三日目(3)
また、少し間が開いてしまいました。よろしくお願いします。
2020/02/05 15:14 ざっと整えました。
「やっぱり、――そうなりますよぉねぇぇぇぇえぇぇー。――ぐぬぬぬぬ」
美人添乗員甲月が腕組みをして、首を水平になりそうなくらいに傾けた。
おい曲げすぎだ。小さい子達が真似するから止めろ。
「ちょっとみんな、首痛くするからやめてー」
案の定、大流行した首傾けすぎ問題に、ケリ乃が慌てている。
甲月を囲んで――――キャッキャッ♪
普段起きてない時間帯。年少組のテンションはうなぎ登りだ。
楽しそうだけど止めさせよう。
甲月の頭を手で押さえようとしたら、ケリ乃に肘で押しのけられた。
「佳喬ちゃんは、ほんと見かけによらず……男の子って言うかなんて言うかもう」
なんかブツブツ言いながら、猫エプロン美女の頭を掴んだ兎エプロン美少女。
ぐぐぐぐっ――甲月の美しかった顔が、ケリ乃に押し戻される力に対抗して、すっごい歪んだ。
「ぐぎぎぎっ――この先の山岳地帯に点在する〝マグマ溜まり〟……その直上で異世界化に巻き込まれたら……〝敵〟の戦力が増大する可能性が高いですからねぇぇぇぇえぇぇ――ぐぎぎぎっ」
甲月は何と闘ってるんだ?
……こんな美人の、ここまで歪んだ変顔を見ることは、もう、この先一生無いだろな――プッ!
年少組と僕と会田さんが、遠慮無く爆笑する。
けど僕達が置かれている状況は、笑っていられる様な生やさしいモノでは無い。たぶん。
変顔添乗員のセリフは、僕のさっきの意見を裏付けるものだ。
この先のミステリースポットは〝リィーサの見立てによると超絶厳しいらしい〟っていうやつ。
彼女も変顔もそう言ってるんだから、掛け値無しに危険なんだろう。
ケリ乃も僕達に釣られて笑い出した。拮抗していたケリ乃の押し戻す力が弱まる。
「――痛った!」
勢い余った変顔添乗員が首を押さえて屈み込んだ。
涙目になりながらも、元の美しい顔を取り戻した美人添乗員。
昨日撃破したミステリースポット②である甲月マグカップみたいな〝整った顔〟――ぐりん。
それが今度は反対側に倒された。
受理ちゃんじゃ無いんだから、そんな変なポーズしなくたって考えられるだろ……それとも難問を解くときは、ソレしないと答えが出ないのか? ……でも、今までそんなのやってなかったよな。

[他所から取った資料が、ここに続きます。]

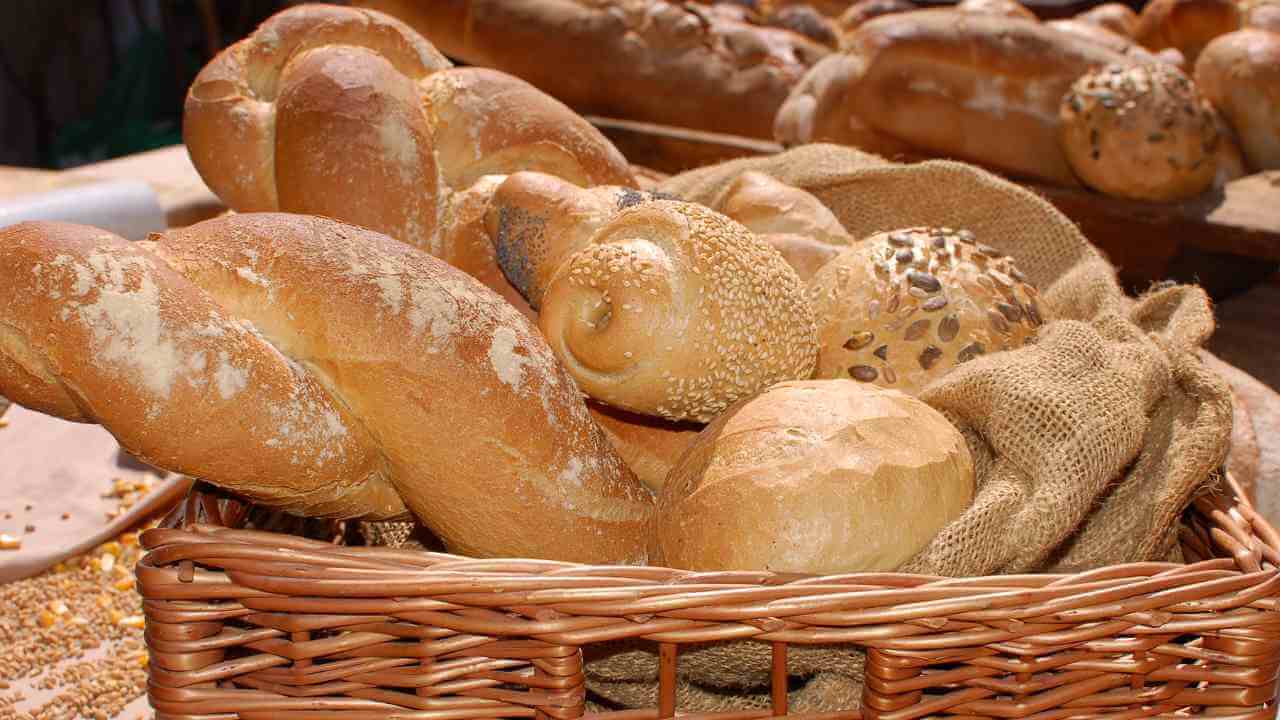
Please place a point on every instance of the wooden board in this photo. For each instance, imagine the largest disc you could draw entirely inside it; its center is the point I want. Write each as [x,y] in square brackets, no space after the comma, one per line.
[1226,241]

「ちょっと、ソレ、ヤメテ下さい! なんか心配になるからっ!」
ケリ乃が反対側に回り込んで、甲月の頭を手で押し返す。
もう小さい子達は、甲月のマネを止めている。
ケリ乃の慌てる様が面白かったのか、年少組は二人の周りを駆け回り始めた。
「待ち受けにすっかな? いやソレより……首席に送っておこう♪」
さも、素晴らしい事を思いついたみたいな顔の会田さんが、スマホを操作してる。
今すぐは届かなくても、あとで通信環境の全てが復旧したらたぶん届くんだろう……リィーサに。

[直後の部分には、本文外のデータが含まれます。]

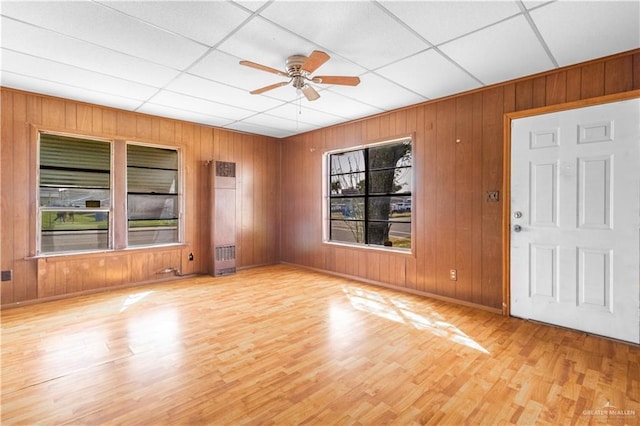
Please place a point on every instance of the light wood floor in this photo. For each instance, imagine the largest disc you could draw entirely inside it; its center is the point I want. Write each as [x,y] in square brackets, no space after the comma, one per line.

まあいいか、甲月の首は皆に任せとくとして――やっぱり、マグマ溜まりの近くで異世界化したら、相当ヤバいのが出てきそうなのは確定みたいだ。
炎系のモンスターなんて、火力が存在意義みたいなもんだろうし。
でも、今考えなきゃいけないことは、敵の火力じゃ無い。
昨日、金糸雀號が水中戦(一部、空中戦だったけど)を余儀なくされたのは、水の中に居る時に異世界化したからだ。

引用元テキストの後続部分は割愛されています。